What Men Really Want.... in their lunches

What Men Really Want.... in their lunches

Of course I want another sandwich for lunch... for the ump-teenth day in a row, to include weekends. Why shouldn't I love the taste of bread, processed meat, assorted vegetables, left to sog in a refrigerator several yards from where I'm going to eat it... 4-6 hours later.

The paragraph above was called 'sarcasm' and was introduced to early settlers by Conquistadors from Madagascar, Spain. It's a small suburb just north of Philly. Not Philadelphia, just Philly.

The paragraph above, while not sarcasm, was in-fact bull(expletive). It was introduced to you by me, just now. Let us continue...

So my wife thought an article on "what men really want... in their lunches" would be a popular blog post. Since she's really good at it (she makes no less than 5 every morning) I am still convinced that this is a trick to get me to bust myself. The REAL trick is, how does one go about writing such an expose without "outing" himself in the process? Let's find out...


To be honest, my lunches are 98% (+/-2% margin of error) of the time delicious. I'm not just saying that because my wife's within arm's reach, they really are good! Then again, it's 98% of the time, sandwiches. The sandwich has a long history, too. Unfortunately, I don't care. The point is, how many different ways can you make it? How many times do I have to eat it?! How many times do I have to eat by myself staring at my computer screen before I "saved enough money" to eat with my
co-workers at Carabbas?!??!! When, God, WHEN?! Since I'm on it, wanna know something else?! I don't give two-putts to a birdie about bread either! My wife will eat it by the loaf and talk about how delicious this bread is or how we need to buy a new bread maker because she loves bread! If she loves it so much she should marry it! To be fair, I smoke cigars and can tell you about every little odor, taste, or vintage. So I'll stop there. The point is, how many ways can you make a sandwich appealing before you want to throw your lunchbox at your coworker, or your coworker at your lunchbox.

I searched Google high and low... I searched for "ultimate brown bag lunch" and came up with a +Cooking Light article on a bunch of sandwiches that wouldn't make it through the first 4 hours of the day before becoming soggy messes. Then I searched for "how to make a man's sandwich" thinking that I'd get a lot of really awesome ideas! Wrong... I found +Food Network's "Sandwich King" Jeff Mauro who also makes some pretty amazing sandwiches... that you can't eat outside of a restaurant. So then I searched for "ultimate brown bag lunch" and came up with lots of articles about adding dips and sauces and garnishing your soups. Holy crap! Do people really "live" for that?

"Oh, buddy! Wait'll you see what the little lady packed for me today!"
"Yeah? Cat poop would beat what she made you yesterday!"
"Well I gave her 'the what for' last night and she's singing a new tune. Check this out!"

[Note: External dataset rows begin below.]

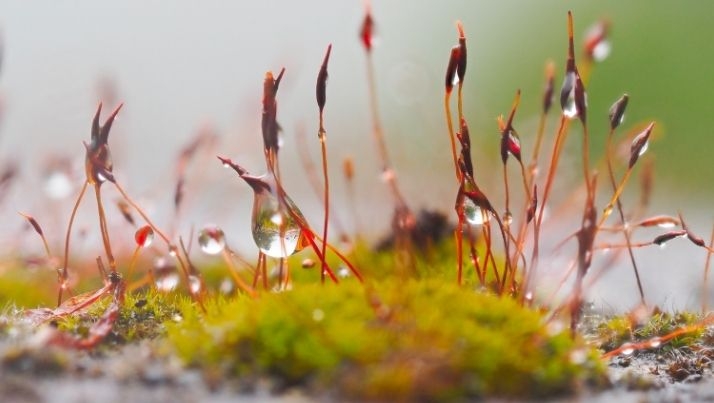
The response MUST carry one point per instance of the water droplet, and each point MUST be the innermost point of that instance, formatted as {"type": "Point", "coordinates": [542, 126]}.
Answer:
{"type": "Point", "coordinates": [212, 240]}
{"type": "Point", "coordinates": [195, 285]}
{"type": "Point", "coordinates": [166, 276]}
{"type": "Point", "coordinates": [655, 342]}
{"type": "Point", "coordinates": [627, 349]}
{"type": "Point", "coordinates": [58, 185]}
{"type": "Point", "coordinates": [474, 215]}
{"type": "Point", "coordinates": [167, 282]}
{"type": "Point", "coordinates": [144, 236]}
{"type": "Point", "coordinates": [318, 315]}
{"type": "Point", "coordinates": [275, 230]}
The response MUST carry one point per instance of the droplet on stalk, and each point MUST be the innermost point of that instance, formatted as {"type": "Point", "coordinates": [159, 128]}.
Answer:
{"type": "Point", "coordinates": [617, 111]}
{"type": "Point", "coordinates": [275, 219]}
{"type": "Point", "coordinates": [573, 99]}
{"type": "Point", "coordinates": [474, 214]}
{"type": "Point", "coordinates": [212, 240]}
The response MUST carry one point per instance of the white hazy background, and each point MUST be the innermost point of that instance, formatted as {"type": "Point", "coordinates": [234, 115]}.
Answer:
{"type": "Point", "coordinates": [183, 66]}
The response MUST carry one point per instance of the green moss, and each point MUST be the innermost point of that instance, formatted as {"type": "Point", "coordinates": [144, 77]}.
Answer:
{"type": "Point", "coordinates": [618, 330]}
{"type": "Point", "coordinates": [398, 340]}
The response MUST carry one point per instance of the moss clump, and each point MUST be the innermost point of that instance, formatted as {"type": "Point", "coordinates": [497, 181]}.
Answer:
{"type": "Point", "coordinates": [397, 340]}
{"type": "Point", "coordinates": [142, 316]}
{"type": "Point", "coordinates": [618, 330]}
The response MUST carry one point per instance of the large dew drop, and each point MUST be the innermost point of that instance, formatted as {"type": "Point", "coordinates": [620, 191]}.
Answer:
{"type": "Point", "coordinates": [275, 230]}
{"type": "Point", "coordinates": [474, 214]}
{"type": "Point", "coordinates": [212, 240]}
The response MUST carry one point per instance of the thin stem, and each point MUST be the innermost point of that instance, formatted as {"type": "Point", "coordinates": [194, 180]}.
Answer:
{"type": "Point", "coordinates": [63, 272]}
{"type": "Point", "coordinates": [625, 227]}
{"type": "Point", "coordinates": [132, 263]}
{"type": "Point", "coordinates": [450, 126]}
{"type": "Point", "coordinates": [144, 216]}
{"type": "Point", "coordinates": [323, 146]}
{"type": "Point", "coordinates": [586, 157]}
{"type": "Point", "coordinates": [458, 233]}
{"type": "Point", "coordinates": [710, 251]}
{"type": "Point", "coordinates": [536, 148]}
{"type": "Point", "coordinates": [379, 135]}
{"type": "Point", "coordinates": [615, 197]}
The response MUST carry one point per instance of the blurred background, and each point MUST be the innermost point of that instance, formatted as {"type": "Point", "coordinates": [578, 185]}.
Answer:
{"type": "Point", "coordinates": [192, 68]}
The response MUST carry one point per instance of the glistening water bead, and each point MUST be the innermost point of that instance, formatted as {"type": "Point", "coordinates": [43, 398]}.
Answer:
{"type": "Point", "coordinates": [212, 240]}
{"type": "Point", "coordinates": [275, 230]}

And you didn't kill yourself last night because today was going to be better? Yup, your tomato soup with garnish saved the world. How about this; I'll tell you what my wife does and you can tell me how to make it better. Then, I'll pass that along with the preface "this guy on the internet said..." and then I'll show you the pictures of what happened next. I think that'll work!

The first thing out is bread. It has to be fresh bread, obviously, but not the almost-expired-and-left-on-the-counter-so-it's-still-good,-right? bread. Next is the condiments, single-side only. If your lunch is gonna be damp then put it on one side so it doesn't ruin your entire lunch. You can still eat a one loafed sandwich and be legit. Next is some fresh veggies; not lettuce, we've gotta create a barrier for it to breathe! Were talking about onions, maybe some bell peppers, something for the meat to sit on like a throne! We're talking about the nerve center of your lunch here! Finally, throw down some meat. Whatever you want, just throw it on there! If you lay it on then it's not tender enough. Toss that meat right on there like you own it, but don't displace the veggies underneath. What you'll learn is that the soggy-ness comes from the bun-condiment-meat contact. Inevitably you placed your sandwich on the only side that could've ensured it's timely demise. Now, being properly educated though, you've created a barrier between the meat which will allow her to breathe and open up to you like a young flower on a warm day. You'll finish that bad-boy off with a slice o' lettuce (if you like) and the other loaf of bread. When you place it in your lunch make sure it's condiment-side-down, for that soggy-loaf-issue we talked about.

Everything else in your lunch is a compliment to your sandwich. Be honest, you've opened your lunch and saw the bag of smash you called a sandwich and even the Oreos didn't sound appetizing after that, right? It's all about presentation. Take pride in your preparation and the delivery will be flawless.

Armed with this basic and somewhat flawed knowledge, I'm curious to hear your side? What are some of YOUR lunch tips to make that brown bag look more appealing and less like a projectile? What are some good snack tips for the on-the-go lunch? What about the 'nibbler' who doesn't eat an entire meal in one sitting?